Moreover, this is not a fundamental limitation of Pijul, merely of the current implementation: indeed, since we have states, we could imagine remembering the conflicting states, and simply not show them to the user. Also, unlike in Git, we can know exactly where the conflicting lines come from, so we can tell the user which change to unrecord when there is a conflict (and they can actually unrecord it without changing the rest of the changes, unlike in Git).

Also, this behaviour is totally in line with the main goal of Pijul, which is to allow people to work faster and more easily (as well as to respect the basic axioms of changes, such as associativity, which Git doesn’t do).

2 Likes

You can, that’s what pijul fork --change is for. Note that this command will be extended to take a --state command (pijul archive already supports --state).

1 Like

Two interface suggestions here:

  1. after an action that potentially introduces conflicts (e.g. a pijul pull), list all files with conflicts. “Conflicts in:” and then a list of files with conflicts one per line.
  2. a command to to explicitly ask for this list (e.g. pijul conflicts), maybe with extra details such as the changes that are involved, and/or showing some form of diff
1 Like

I think I might have mentioned this in one draft of my post that I deleted. Reason I removed it was that I can’t really grasp the difference from git. In that case, the resolution is also a patch (a commit). Perhaps this has to do with pijul’s cherry picking power? In fact I’ve never used rerere so tried to imagine a scenario where you have a master and dev, except when you merge them you don’t continue dev from the merge patch, for some reason, so then when you merge again you need to resolve the same conflicts as the merge patch, but git is bad at cherry-picking so that’s a problem? Am I getting that right? If so, well props to pijul :slight_smile:.

Speaking of rebases, I tried the example as a rebase in git and noted that a conflict I fixed on a lower commit, I’d have to fix again on a later commit. Are you saying that with pijul that would not happen (as often)? That’s be really cool.

Okay, so if I’m merging two branches doing the same thing in different ways, in pijul you can get rid of one implementation, and still merge the rest? Does sound extremely convenient. I got no idea how you’d do that in git.

As far as I know, pijul fork --change is necessarily date based. So after a merge, it would not help me look at states of main prior to a merge because it has changes from other branches interspersed all over.

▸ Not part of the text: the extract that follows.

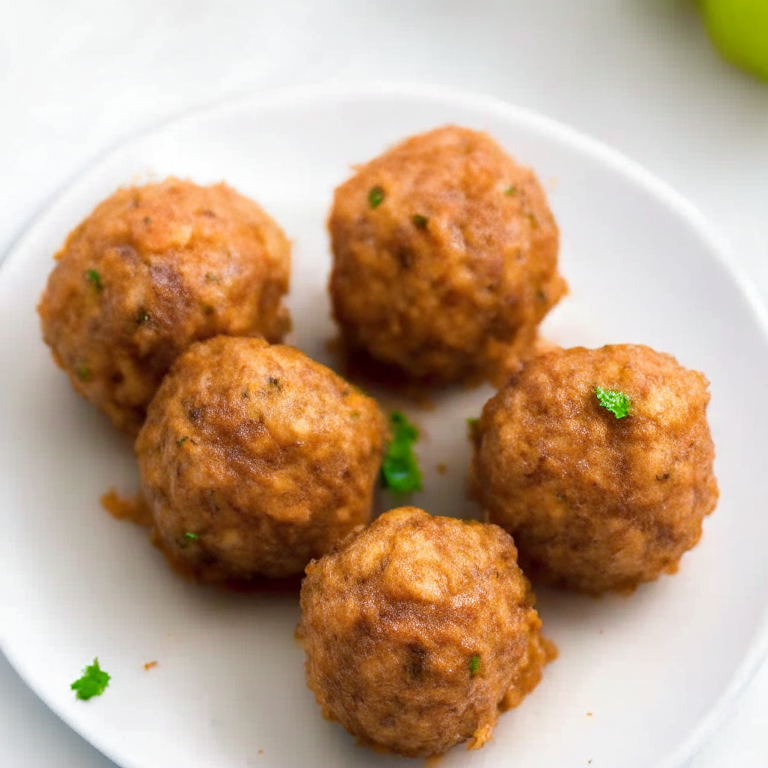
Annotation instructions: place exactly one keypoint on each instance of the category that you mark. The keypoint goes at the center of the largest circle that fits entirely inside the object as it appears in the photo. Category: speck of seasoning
(376, 197)
(94, 278)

When you said states in your first reply I wasn’t really sure what you were talking about, now I get the sense they are a specific concept in pijul like “changes”. I also get the vibe that they are maybe like the snapshot idea I was talking about. If that’s the case I feel like they could solve a lot of the problems talked about here. I’d like to hear more about them.

I would push for, in a normal workflow, conflicts being valid states for a checkout to be in, but not a valid state for a channel to be in: put the user in a “merging” state, where they can record the resolution patch into a merged channel(along with the depended patches). Or alternately, reset back to the last known good channel state(on either side).
Again, there should be a --force to override this, and if pijul grows tags as distinct from branches stashing your “intent to merge” state in one seems perfectly legitimate; but implicitly conflicting a channel seems like a bad default for push and pull.

I think it does walk the dependency graph; but that still doesn’t help in the cherry-pick case, where the most recent commit as of a day ago, does not necessarily contain any reference to the changes introduced a day prior.

If a --state Merkle is anything like a git snapshot however, I can see that providing the functionality though.